# Free photo editing software



## sailor86 (Feb 18, 2009)

Although Gimp seems like a very versatile software, the support is terrible. A good deal of the time I cannot connect with the website. So I'm seeking out an alternative free software package that includes layering. Does Paint.Net fit the bill?


----------



## Wrench97 (May 10, 2008)

Paint.net does but I found gimp easier to use.


----------



## sailor86 (Feb 18, 2009)

But I have a hard time accessing their website for support. Perhaps you can help me. I was following the directions on removing background. I outlined the image, created the "crawling ants", hit Delete like instructed but instead of deleting the background, it deleted the object.
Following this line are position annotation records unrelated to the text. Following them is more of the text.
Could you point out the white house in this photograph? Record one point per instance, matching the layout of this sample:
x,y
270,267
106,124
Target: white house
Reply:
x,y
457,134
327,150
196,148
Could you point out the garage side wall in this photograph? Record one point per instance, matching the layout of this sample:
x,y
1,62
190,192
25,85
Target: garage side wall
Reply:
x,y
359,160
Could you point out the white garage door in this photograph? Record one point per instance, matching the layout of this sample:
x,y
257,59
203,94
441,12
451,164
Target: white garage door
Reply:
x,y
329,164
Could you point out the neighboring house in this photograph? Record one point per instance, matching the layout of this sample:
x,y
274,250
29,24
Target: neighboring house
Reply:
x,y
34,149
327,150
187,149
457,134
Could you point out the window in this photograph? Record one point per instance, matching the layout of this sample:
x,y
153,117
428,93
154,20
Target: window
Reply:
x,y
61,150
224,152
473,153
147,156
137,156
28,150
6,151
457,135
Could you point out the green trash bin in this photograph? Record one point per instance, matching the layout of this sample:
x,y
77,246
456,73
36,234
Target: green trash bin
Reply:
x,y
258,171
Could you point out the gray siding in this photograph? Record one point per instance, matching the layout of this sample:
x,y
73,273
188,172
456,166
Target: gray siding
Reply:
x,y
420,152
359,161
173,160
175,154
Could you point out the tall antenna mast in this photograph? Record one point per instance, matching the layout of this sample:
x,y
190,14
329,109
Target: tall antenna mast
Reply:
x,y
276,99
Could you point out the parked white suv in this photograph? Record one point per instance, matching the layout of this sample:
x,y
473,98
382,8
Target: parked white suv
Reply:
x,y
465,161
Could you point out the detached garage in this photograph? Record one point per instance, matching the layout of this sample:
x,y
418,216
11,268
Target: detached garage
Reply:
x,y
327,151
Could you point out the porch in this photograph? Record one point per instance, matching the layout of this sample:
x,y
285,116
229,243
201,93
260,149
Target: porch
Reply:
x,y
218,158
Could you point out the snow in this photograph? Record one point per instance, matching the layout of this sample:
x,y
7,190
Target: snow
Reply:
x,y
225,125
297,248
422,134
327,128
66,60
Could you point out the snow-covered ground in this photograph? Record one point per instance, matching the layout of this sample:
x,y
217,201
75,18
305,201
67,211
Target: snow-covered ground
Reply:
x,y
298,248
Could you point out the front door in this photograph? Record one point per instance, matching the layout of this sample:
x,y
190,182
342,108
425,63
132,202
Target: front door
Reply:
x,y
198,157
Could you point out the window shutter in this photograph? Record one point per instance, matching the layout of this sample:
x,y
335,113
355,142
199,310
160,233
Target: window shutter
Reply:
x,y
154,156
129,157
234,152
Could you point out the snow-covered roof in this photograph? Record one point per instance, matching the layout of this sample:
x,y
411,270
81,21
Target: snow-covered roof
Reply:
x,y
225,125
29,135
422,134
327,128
What did I do wrong?


----------



## zuluclayman (Dec 16, 2005)

In all image manipulation software the area within the "crawling ants" is what is selected therefore is what is affected if you hit delete - or apply any other effect/command.

To delete the background you can do what you have done which is to select the image, then go to "Selection" menu and choose "Inverse" or "Invert selection" (I no longer have GIMP on my current comp so am trying to remember command names used - I use Photoshop and some are named differently but do the same thing :grin

This will then make the background be the area selected - you should see the "crawling ants" move to be surrounding the background - then just hit Delete and the background will disappear.


----------